Consider any subset S of all vertices V of the graph. Consider all edges going from a vertex in S to a vertex outside S. The cut property states that, if $e$ is the edge with minimum weight among all these edges, then $e$ must be part of the minimum spanning tree.

**Proof of cut property**: The proof is quite simple. Assume the contrary, that is, the MST of the graph does not include $e$. Since the minimum spanning tree spans all vertices, it has at-least one edge $e'$ going from S to outside S. If this edge is replaced by $e$, we get a spanning tree with lesser weight. This is a contradiction, since the original tree was a *minimum* spanning tree.

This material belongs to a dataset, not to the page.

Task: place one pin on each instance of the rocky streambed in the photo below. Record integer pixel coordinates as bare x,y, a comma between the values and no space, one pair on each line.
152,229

## Correctness of Kruskal’s algorithm

In Kruskal’s algorithm, in each step, we consider edges sorted by weight. We include an edge only if connecting it’s end-points don’t form a cycle with already chosen edges.

Let the current edge be (u, v). Consider S = set of all edges u is connected to via edges already chosen in the MST. The current edge (u, v) is the minimum-weight edge from set S to all vertices outside S. Hence, (u, v) must be part of the MST.